NATAL

No natal de 1997, meu pai havia pela primeira vez de fato me procurado. Eu contava vinte anos de idade. Não que em todo esse tempo nós dois nunca havíamos nos falado. Embora por determinado período de nossas vidas um pouco afastados, tivemos um certo relacionamento. Entretanto, ainda nesse certo relacionamento, pretérito mais que perfeito é bem verdade, não me recordava de meu pai ter buscado contato comigo. Sempre a iniciativa partia de mim. E quanto a isso eu nunca me questionei, nem acredito ser necessário hoje o fazer, pois não implicaria em nenhuma mudança importante em minha vida.

         A voz metálica do meu pai ao telefone gelou-me por segundos. Como se o tempo recuasse para quando nós ainda nos falávamos. A barba sumiu da minha cara. As minhas formas tornaram a adolescência. Minha perna fraquejou. Lembro-me inclusive de controlar uma gagueira que me insistia na garganta. Foi com isso que eu pude sentir os anos que haviam transcorrido. A curiosidade dele, ainda que fabricada, pelo que ia na minha vida, eu me obrigando a selecionar os fatos mais indispensáveis e notando que era muito para falar assim de supetão numa simples conversa por telefone, tudo me jogava na cara que eu havia envelhecido. Havia muito tempo me separando do meu pai. Mesmo ali ouvindo a sua voz que não parecia nada nada modificada. Tinha a sensação de ele falar de uma verdadeira máquina do tempo, como se o seu discurso viesse diretamente do passado. E esse tipo de sentimento me era inexorável.

         - Quando nos vemos? Disse-me ele assim à queima-roupa.

         - Talvez em janeiro. Eu acho que já vou estar de férias. Vou ver se descolo um dinheiro emprestado…

         - Faça isso, faça isso. Quando você chegar aqui em Salvador, eu lhe devolvo o dinheiro.

         Salvador. A palavra causou-me um bombardeio de imagens. “Quando você chegar aqui em Salvador”, ele disse.

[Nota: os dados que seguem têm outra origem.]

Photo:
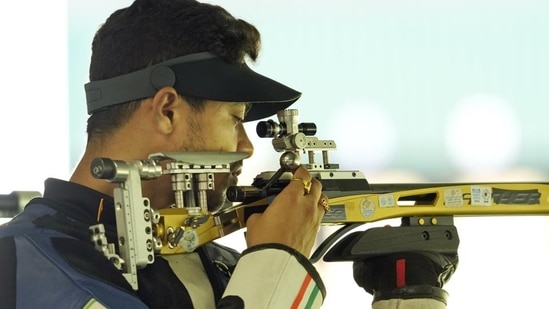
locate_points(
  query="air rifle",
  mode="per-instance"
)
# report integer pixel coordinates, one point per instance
(426, 209)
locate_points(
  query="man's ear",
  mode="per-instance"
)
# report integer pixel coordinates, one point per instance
(164, 105)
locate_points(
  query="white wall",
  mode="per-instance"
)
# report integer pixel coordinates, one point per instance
(410, 91)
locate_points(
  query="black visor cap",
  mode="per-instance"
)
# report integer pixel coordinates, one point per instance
(202, 75)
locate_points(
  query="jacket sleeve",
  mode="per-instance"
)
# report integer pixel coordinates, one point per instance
(273, 276)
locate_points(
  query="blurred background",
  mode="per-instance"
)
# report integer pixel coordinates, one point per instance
(411, 91)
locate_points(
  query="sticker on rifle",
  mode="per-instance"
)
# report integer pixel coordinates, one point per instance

Com tanta naturalidade. Aquele homem não imaginava o que a sua conjectura obrigava a mim. Fazia uns seis anos que eu não punha o pé em Salvador. De repente, eu me lembrei que tinha nascido lá. E também de repente o sotaque começou a brotar das minhas cordas vocais com tanta espontaneidade e domínio que até me espantou. Um sotaque com o qual eu havia lutado por tanto e por tanto para apagar. Que eu já pensava ter subjugado, fechando aqui e ali as vogais, todas elas para não ter a mínima chance de alguma escapar.

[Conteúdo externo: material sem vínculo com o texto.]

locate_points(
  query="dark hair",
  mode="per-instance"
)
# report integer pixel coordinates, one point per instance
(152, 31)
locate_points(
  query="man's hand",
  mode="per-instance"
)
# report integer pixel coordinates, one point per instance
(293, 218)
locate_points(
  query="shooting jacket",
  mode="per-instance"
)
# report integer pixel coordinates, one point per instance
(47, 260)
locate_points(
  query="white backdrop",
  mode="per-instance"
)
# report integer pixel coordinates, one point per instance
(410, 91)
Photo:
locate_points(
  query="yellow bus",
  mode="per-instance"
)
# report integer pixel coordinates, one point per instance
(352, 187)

         Quando cheguei no Rio de Janeiro, meus primos me criticavam muito na maneira de falar e de vestir. Criticavam o que tinha sobrevivido de Salvador à transposição da fronteira. A minha cultura. As minhas raízes. Como se eu guardasse ainda um pedaço do meu torrão natal dentro de mim próprio. Não obstante as seduções de uma metrópole para quem havia recém-chegado do nordeste, mantinha-se em mim algo por enquanto muito forte do que eu deixara para trás no espaço, somente no espaço.

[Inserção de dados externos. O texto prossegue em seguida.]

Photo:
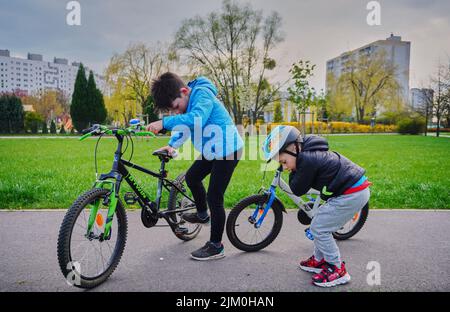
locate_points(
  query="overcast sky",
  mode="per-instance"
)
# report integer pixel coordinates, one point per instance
(317, 30)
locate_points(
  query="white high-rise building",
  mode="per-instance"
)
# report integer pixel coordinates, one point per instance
(397, 52)
(33, 74)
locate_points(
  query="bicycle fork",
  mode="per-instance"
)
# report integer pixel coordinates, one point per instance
(112, 205)
(272, 196)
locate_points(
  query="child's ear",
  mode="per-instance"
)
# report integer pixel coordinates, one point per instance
(184, 90)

         Paulatinamente, o que me era orgulho foi se tornando razão de raiva, de ódio. Perscrutava algo defectivo na minha alma. Tinha decerto algum problema muito sério em mim, algum mal, algum elemento pernóstico que causava repulsa perante os meus primos, que tirava inclusive gargalhadas de suas bocas. E no espelho vislumbrava um ser débil, apodrecendo gradualmente, contaminado por uma qualquer que fosse radiação que havia muito invisível. Esmerava-me numa análise, mas nada encontrava. E, quiçá por instinto de sobrevivência, quis deixar de ser o que era, o que servia de circo para o outro, para ser o outro que via em mim o circo engraçado, pois queria passar de origem de riso ao próprio sorridente. Desta forma, transformei-me num outro, o que foi ainda pior. Eu havia abdicado das minhas raízes, legítimas e originais, para me transformar numa coisa deformada, mal construída, um mimetismo muito do mal feito. Que chegava até a enganar bem. Mas que eu sabia bem lá no íntimo que tinha sérios defeitos. Eu só posso ser onde eu nasci. Qualquer tentativa de modificar isso sempre vai levar a um Quasímodo. Hoje eu nem sou de lá, nem tão pouco daqui. Sinto isso igual a uma ácida angústia. Porque eu vejo que demorarei muito ainda para voltar a ser de algum lugar. Se é que voltarei com efeito.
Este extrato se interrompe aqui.